Advanced steel brace with multistable hysteretic damping enhanced by a multilayered structure

Abstract

Water wave impacts on jacket structures would result in heavy impulse loads, which induce strong vibrations because of the low damping characteristics of metallic members. In order to resist the wave-impact and suppress the vibration of structures, a novel steel brace that contains a multilayered multistable (MLMS) column is designed for an adjustable product of sufficient stiffness and high damping. According to finite element simulating, the initial stiffness of the MLMS column was almost same as that of the multistable steel column [1], but the energy dissipation was several times larger than that of this column. To understand the hysteresis mechanism of the MLMS column, we performed a hybrid analysis of multilayer lamination and mixed boundary buckling and noted: the soft layer of the MLMS column conducts the neutral axis and bending stiffness, which controls critical buckling load that decides the highness of the hysteresis loop; the eccentric end caps mediates the loading axis of the MLMS column, which induces in the increment of the postbuckling displacement that broadens the width of the hysteresis loop.
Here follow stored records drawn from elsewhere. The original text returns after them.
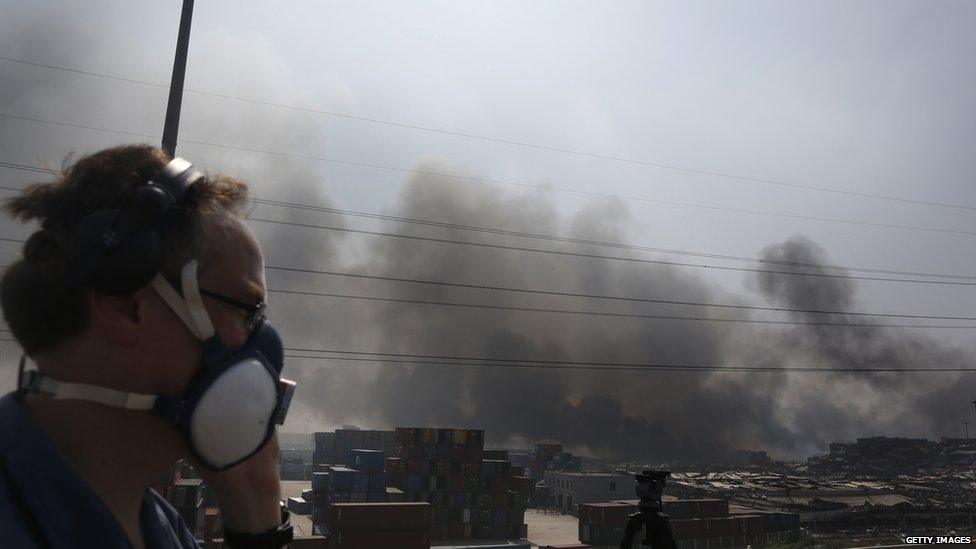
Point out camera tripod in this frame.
[620,471,678,549]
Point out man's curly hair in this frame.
[0,145,248,356]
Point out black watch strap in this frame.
[224,503,295,549]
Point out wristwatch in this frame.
[224,501,295,549]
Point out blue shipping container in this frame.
[312,473,329,490]
[404,475,426,493]
[329,467,356,492]
[350,471,369,492]
[346,449,386,473]
[369,473,386,494]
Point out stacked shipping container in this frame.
[579,499,799,549]
[328,503,430,549]
[312,429,393,465]
[312,449,387,534]
[387,428,527,540]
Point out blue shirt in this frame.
[0,394,199,549]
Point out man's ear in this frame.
[89,291,144,347]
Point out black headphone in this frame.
[68,158,204,295]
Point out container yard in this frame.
[387,428,527,540]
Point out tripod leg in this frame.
[647,512,678,549]
[620,513,644,549]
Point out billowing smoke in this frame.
[270,161,965,461]
[0,6,969,461]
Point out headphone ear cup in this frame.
[69,210,162,295]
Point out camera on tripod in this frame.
[634,470,671,511]
[620,470,677,549]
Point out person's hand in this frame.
[200,434,281,534]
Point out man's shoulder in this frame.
[0,458,43,547]
[0,393,43,547]
[142,488,199,548]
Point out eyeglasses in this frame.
[200,288,267,334]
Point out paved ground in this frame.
[525,509,579,545]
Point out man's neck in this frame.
[24,395,180,549]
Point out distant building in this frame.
[528,444,581,480]
[312,428,396,465]
[807,437,941,475]
[544,471,635,516]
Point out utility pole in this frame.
[163,0,193,156]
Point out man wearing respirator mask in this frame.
[0,146,294,549]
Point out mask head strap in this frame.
[152,260,216,341]
[18,370,156,411]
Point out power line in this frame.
[285,347,976,374]
[268,288,976,329]
[250,217,976,286]
[251,198,976,280]
[0,114,976,235]
[0,162,976,280]
[0,225,976,322]
[265,265,976,320]
[0,166,976,286]
[0,53,976,211]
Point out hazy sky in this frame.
[0,0,976,453]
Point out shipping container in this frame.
[346,448,386,473]
[328,530,430,549]
[328,465,356,492]
[329,503,431,531]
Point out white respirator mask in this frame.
[18,261,295,471]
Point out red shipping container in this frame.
[328,530,430,549]
[329,502,430,532]
[579,503,637,525]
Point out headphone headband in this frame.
[69,158,204,295]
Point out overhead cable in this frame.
[0,57,976,211]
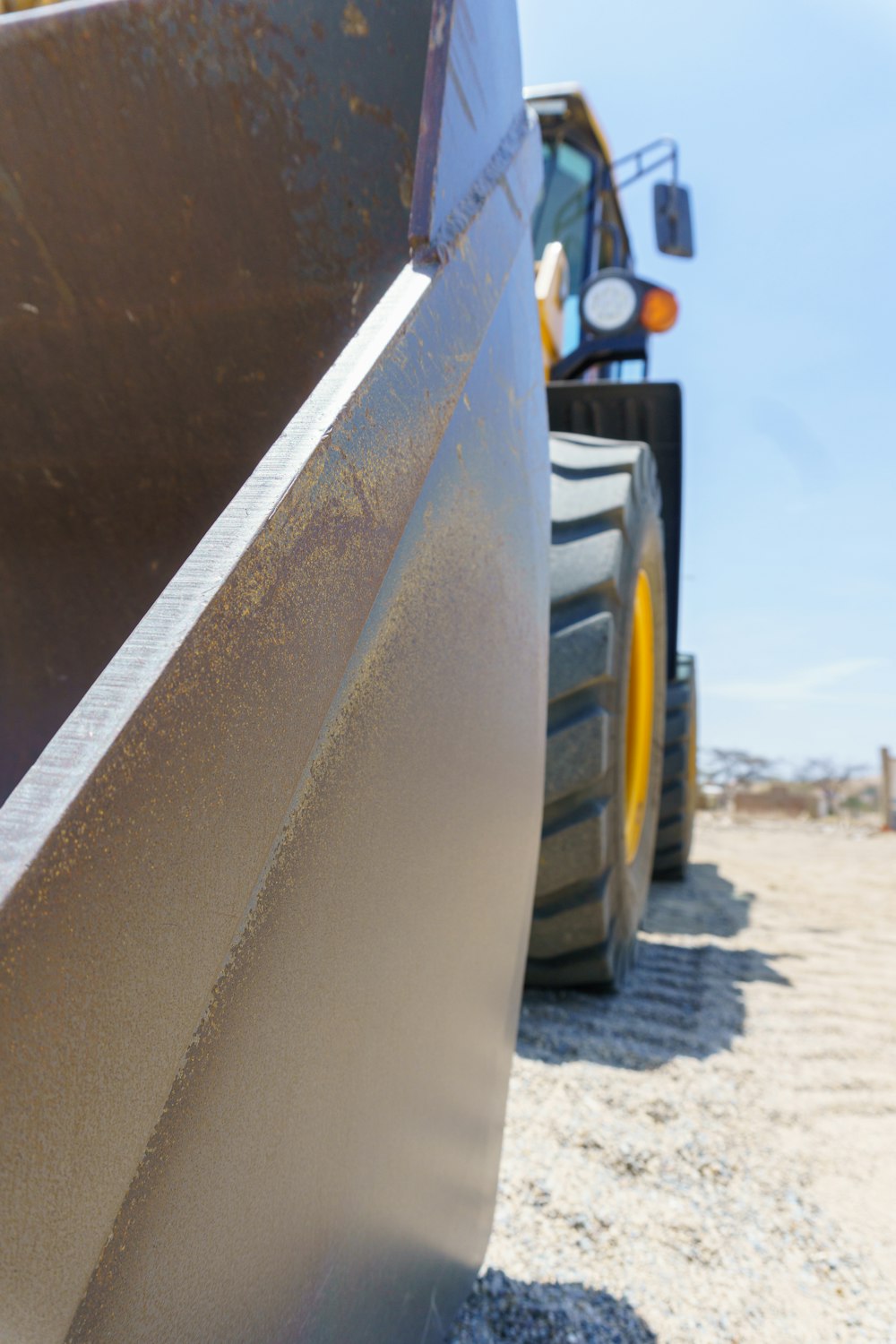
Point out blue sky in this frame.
[520,0,896,766]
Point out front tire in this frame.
[653,653,697,882]
[527,435,667,986]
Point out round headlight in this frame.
[582,276,638,332]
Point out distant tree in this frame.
[796,757,868,814]
[700,747,778,803]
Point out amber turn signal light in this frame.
[640,289,678,332]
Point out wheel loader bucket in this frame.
[0,0,548,1344]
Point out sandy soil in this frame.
[452,817,896,1344]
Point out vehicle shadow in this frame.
[516,865,790,1070]
[643,863,756,938]
[447,1269,657,1344]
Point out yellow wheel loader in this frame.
[528,85,696,986]
[0,0,694,1344]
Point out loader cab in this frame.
[525,85,633,355]
[525,85,694,382]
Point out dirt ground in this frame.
[452,816,896,1344]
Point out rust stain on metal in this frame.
[340,0,371,38]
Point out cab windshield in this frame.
[532,140,594,296]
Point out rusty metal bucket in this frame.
[0,0,548,1344]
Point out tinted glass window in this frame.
[532,142,594,295]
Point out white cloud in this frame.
[705,659,884,704]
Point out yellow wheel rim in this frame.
[625,570,656,863]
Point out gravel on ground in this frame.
[452,816,896,1344]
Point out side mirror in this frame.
[653,182,694,257]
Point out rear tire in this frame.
[653,653,697,882]
[527,435,667,986]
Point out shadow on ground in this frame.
[516,865,790,1070]
[643,863,756,938]
[449,1269,657,1344]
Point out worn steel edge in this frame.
[0,5,547,1340]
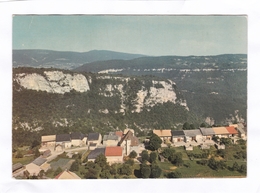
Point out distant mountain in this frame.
[13,67,194,146]
[13,50,144,69]
[74,54,247,124]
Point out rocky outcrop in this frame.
[15,71,89,94]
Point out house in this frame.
[123,128,135,135]
[55,134,71,151]
[183,129,202,143]
[25,156,48,176]
[200,127,215,141]
[232,123,246,139]
[215,143,226,149]
[105,146,123,164]
[153,129,172,143]
[103,132,120,146]
[171,130,185,143]
[185,144,193,151]
[41,135,56,147]
[118,130,140,155]
[12,163,23,172]
[87,133,102,150]
[42,149,51,158]
[88,147,105,162]
[115,131,124,141]
[200,144,210,149]
[70,132,87,146]
[54,170,81,180]
[212,127,229,138]
[226,126,238,137]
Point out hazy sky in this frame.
[13,15,247,56]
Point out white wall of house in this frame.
[71,139,82,146]
[172,136,184,143]
[106,155,123,163]
[88,134,102,146]
[25,163,41,176]
[103,140,118,147]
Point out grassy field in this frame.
[157,145,247,178]
[12,155,34,165]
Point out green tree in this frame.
[161,148,175,159]
[239,164,247,173]
[34,148,41,158]
[200,123,207,127]
[119,164,132,176]
[141,163,151,178]
[54,167,62,176]
[129,150,137,158]
[169,152,183,166]
[182,122,191,130]
[151,163,162,178]
[150,151,158,163]
[167,171,182,178]
[31,139,41,149]
[232,162,239,171]
[149,134,162,151]
[15,151,23,158]
[141,150,149,162]
[70,160,79,172]
[84,168,98,179]
[95,154,107,168]
[125,159,135,166]
[100,169,111,179]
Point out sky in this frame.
[13,15,247,56]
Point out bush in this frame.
[15,151,23,158]
[129,150,137,158]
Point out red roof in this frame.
[116,131,123,137]
[105,146,123,156]
[226,126,238,134]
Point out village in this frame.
[12,123,247,179]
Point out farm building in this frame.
[171,130,185,143]
[87,133,102,150]
[200,127,215,140]
[153,129,172,143]
[105,146,123,164]
[54,170,81,180]
[183,129,202,143]
[118,130,140,155]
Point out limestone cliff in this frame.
[14,71,89,94]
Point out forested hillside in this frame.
[13,68,199,145]
[75,54,247,124]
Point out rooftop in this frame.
[183,129,202,137]
[171,130,185,137]
[212,127,229,135]
[200,127,215,135]
[70,132,85,140]
[32,156,47,166]
[54,170,81,179]
[42,135,56,142]
[119,130,139,146]
[12,163,23,172]
[153,130,172,137]
[103,135,119,141]
[88,148,105,159]
[105,146,123,156]
[88,133,99,141]
[56,134,70,142]
[226,126,238,134]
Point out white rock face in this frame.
[145,81,177,107]
[16,71,89,94]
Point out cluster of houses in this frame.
[153,123,246,150]
[13,129,143,179]
[13,124,246,179]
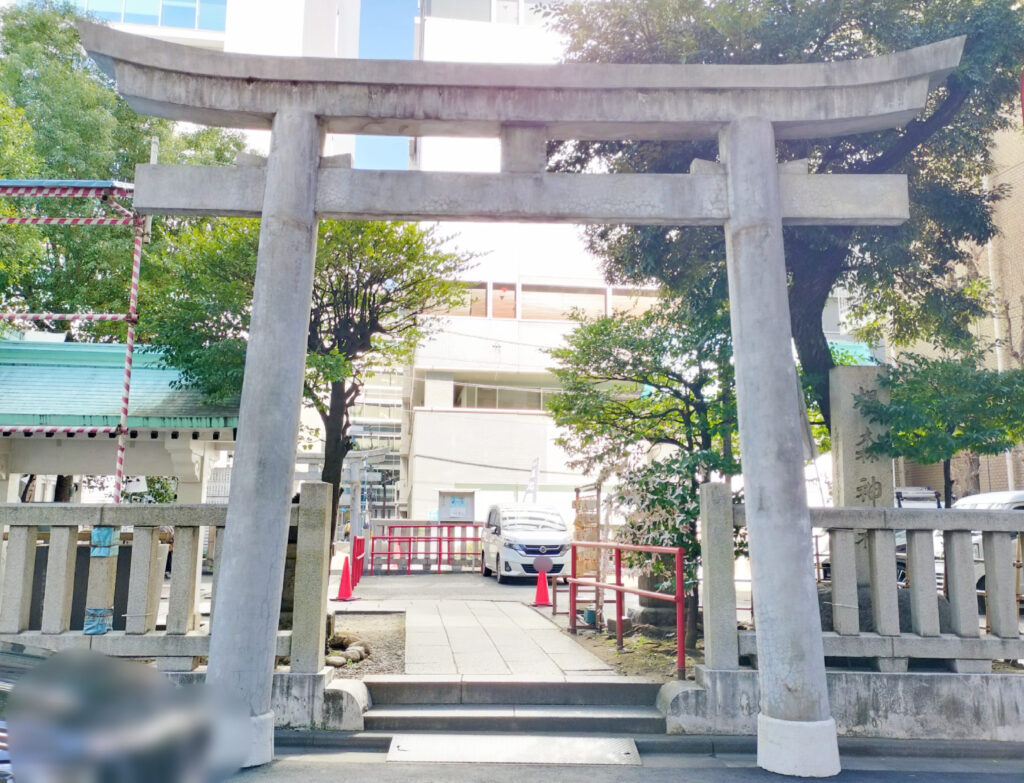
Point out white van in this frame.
[953,490,1024,610]
[480,506,572,582]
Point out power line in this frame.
[412,454,585,476]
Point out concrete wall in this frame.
[658,666,1024,742]
[409,406,586,522]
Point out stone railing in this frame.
[700,484,1024,672]
[0,482,331,673]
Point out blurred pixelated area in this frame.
[0,645,249,783]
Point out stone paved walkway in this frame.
[329,574,614,678]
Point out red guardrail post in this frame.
[676,547,686,680]
[614,549,625,650]
[569,542,577,634]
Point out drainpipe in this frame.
[982,176,1017,490]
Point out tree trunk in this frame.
[953,451,981,497]
[942,460,953,509]
[53,476,75,503]
[786,238,850,431]
[790,279,836,430]
[22,473,36,503]
[321,381,351,543]
[684,586,699,652]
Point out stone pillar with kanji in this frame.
[828,366,895,585]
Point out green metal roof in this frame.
[0,340,239,429]
[828,340,881,367]
[0,179,134,190]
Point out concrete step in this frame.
[364,675,662,706]
[364,704,666,735]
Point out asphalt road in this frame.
[234,748,1024,783]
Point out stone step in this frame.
[364,704,666,735]
[364,675,662,706]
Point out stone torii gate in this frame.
[80,23,964,776]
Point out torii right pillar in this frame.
[719,117,840,777]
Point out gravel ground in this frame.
[335,612,406,680]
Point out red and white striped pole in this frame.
[114,217,145,503]
[0,217,135,225]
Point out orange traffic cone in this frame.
[534,573,551,606]
[335,558,357,601]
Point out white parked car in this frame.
[953,490,1024,610]
[480,506,572,582]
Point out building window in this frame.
[495,0,519,25]
[490,282,515,318]
[124,0,160,26]
[454,383,558,410]
[521,286,604,320]
[160,0,196,30]
[447,282,487,318]
[86,0,124,21]
[522,0,552,27]
[423,0,490,21]
[198,0,227,32]
[611,289,657,315]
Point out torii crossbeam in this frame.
[79,23,964,776]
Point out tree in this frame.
[551,0,1024,423]
[548,282,739,648]
[0,2,244,340]
[855,354,1024,508]
[140,219,468,520]
[549,294,738,483]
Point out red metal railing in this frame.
[568,540,686,680]
[352,535,367,590]
[370,522,483,573]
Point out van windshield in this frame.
[502,511,565,530]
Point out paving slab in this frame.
[329,573,614,678]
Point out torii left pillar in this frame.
[207,110,324,767]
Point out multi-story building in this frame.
[400,0,630,520]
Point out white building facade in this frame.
[400,0,614,521]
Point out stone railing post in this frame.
[291,481,331,675]
[700,484,739,668]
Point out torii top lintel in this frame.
[78,21,965,139]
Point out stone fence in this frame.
[0,482,331,675]
[658,484,1024,742]
[700,484,1024,673]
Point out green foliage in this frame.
[552,0,1024,421]
[121,476,178,504]
[139,219,467,519]
[0,2,243,339]
[549,294,737,476]
[548,286,739,573]
[145,219,466,409]
[855,354,1024,507]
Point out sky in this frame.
[354,0,419,169]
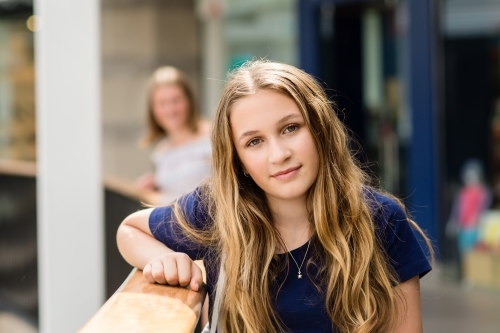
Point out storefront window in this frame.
[318,3,411,195]
[0,15,36,160]
[224,0,298,69]
[441,0,500,286]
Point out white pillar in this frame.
[196,0,227,117]
[34,0,104,333]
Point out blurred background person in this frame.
[446,159,491,275]
[138,66,212,203]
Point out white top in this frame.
[151,137,212,204]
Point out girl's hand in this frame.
[143,252,203,291]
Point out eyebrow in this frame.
[239,113,300,140]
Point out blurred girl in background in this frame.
[138,66,212,204]
[117,61,432,333]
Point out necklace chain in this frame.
[283,240,311,279]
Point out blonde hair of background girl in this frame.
[141,66,200,146]
[174,61,432,333]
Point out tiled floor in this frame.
[421,268,500,333]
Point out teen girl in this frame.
[118,61,431,333]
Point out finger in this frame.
[177,254,193,287]
[142,263,156,283]
[189,261,203,291]
[163,258,179,286]
[151,260,167,284]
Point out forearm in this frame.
[116,212,174,269]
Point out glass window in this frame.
[0,15,36,160]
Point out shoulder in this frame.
[364,188,407,228]
[365,189,432,282]
[150,185,210,229]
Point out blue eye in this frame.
[247,139,262,147]
[285,125,299,133]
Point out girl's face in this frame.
[229,90,319,200]
[151,84,189,132]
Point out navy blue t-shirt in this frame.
[149,189,431,333]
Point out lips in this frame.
[272,166,300,177]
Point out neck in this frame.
[268,197,311,252]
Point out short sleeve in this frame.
[374,193,432,283]
[149,188,210,260]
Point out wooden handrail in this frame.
[79,269,206,333]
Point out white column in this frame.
[34,0,104,333]
[196,0,227,117]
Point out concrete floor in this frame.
[421,268,500,333]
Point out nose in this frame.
[269,140,292,164]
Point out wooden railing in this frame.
[79,269,206,333]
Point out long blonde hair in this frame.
[174,61,432,333]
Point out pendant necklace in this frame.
[283,239,311,280]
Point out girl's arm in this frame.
[395,275,423,333]
[116,209,203,291]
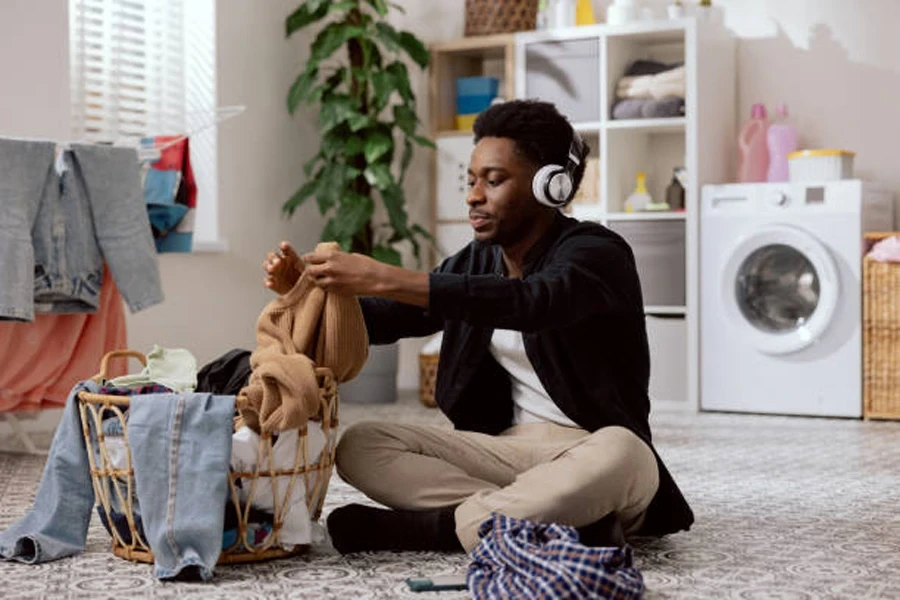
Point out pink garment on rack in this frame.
[0,267,128,412]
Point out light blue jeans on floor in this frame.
[0,381,234,580]
[0,138,163,321]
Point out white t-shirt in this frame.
[490,329,578,427]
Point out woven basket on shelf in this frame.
[466,0,538,36]
[419,354,440,408]
[863,233,900,419]
[78,350,339,565]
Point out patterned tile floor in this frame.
[0,397,900,600]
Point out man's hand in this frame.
[303,248,429,307]
[303,248,386,296]
[263,242,304,294]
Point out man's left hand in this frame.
[303,248,384,296]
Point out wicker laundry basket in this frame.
[863,233,900,419]
[466,0,538,36]
[78,350,339,565]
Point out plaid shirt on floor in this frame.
[467,513,644,600]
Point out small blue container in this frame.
[456,77,500,98]
[456,95,496,115]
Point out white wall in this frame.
[616,0,900,195]
[128,0,321,364]
[128,0,463,388]
[0,0,71,140]
[0,0,900,398]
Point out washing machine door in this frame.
[721,225,840,354]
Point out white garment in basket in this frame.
[231,421,325,549]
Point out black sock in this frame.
[327,504,462,554]
[575,513,625,548]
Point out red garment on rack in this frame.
[0,267,128,412]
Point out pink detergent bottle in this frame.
[738,103,769,183]
[768,104,799,181]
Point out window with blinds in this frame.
[69,0,221,249]
[70,0,186,142]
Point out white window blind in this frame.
[69,0,221,249]
[71,0,186,142]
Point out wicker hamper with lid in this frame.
[78,350,339,565]
[863,233,900,419]
[466,0,538,36]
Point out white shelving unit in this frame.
[432,18,736,410]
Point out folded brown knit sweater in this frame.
[236,243,369,433]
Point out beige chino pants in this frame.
[336,422,659,552]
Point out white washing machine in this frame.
[699,180,894,417]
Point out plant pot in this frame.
[338,344,399,404]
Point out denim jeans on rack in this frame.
[0,138,163,321]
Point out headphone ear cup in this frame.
[531,165,572,208]
[548,171,572,206]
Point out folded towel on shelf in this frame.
[616,66,685,100]
[612,96,684,119]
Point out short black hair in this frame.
[473,100,591,200]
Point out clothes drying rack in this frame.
[0,105,247,456]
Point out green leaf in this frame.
[326,0,359,12]
[319,95,358,133]
[370,71,394,112]
[366,0,388,17]
[334,193,375,239]
[400,31,431,69]
[347,113,375,133]
[375,21,403,52]
[316,162,356,215]
[309,21,366,66]
[284,0,328,37]
[288,67,319,114]
[394,104,418,136]
[363,163,396,191]
[344,135,366,158]
[384,60,416,103]
[381,184,410,239]
[372,246,403,267]
[409,134,437,149]
[366,131,394,164]
[359,39,384,70]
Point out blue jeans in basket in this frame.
[0,381,234,580]
[128,394,234,580]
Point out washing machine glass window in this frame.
[734,244,820,333]
[720,225,840,354]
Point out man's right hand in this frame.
[263,242,304,295]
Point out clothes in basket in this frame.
[0,381,234,580]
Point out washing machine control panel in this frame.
[768,190,791,206]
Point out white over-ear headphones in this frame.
[531,130,583,208]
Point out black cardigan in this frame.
[361,214,694,535]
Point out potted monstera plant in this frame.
[283,0,434,401]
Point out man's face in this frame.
[466,137,541,246]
So, the displacement-force hysteretic relation of the MLMS column can be effectually adjusted by the appropriate physical parameters of the soft layer and the end caps, which is validated by parameter analysis using FEM. Through FEM simulations, we studied a jacket structure assembled with dissipative braces containing MLMS column, which exhibited a several times increment in the decay rate of impact-induced vibration compared to that of the same jacket platform with existing dissipative columns [1]. This study demonstrated the MLMS column is an effective alternative for obtaining high structural stiffness and high damping in marine engineering.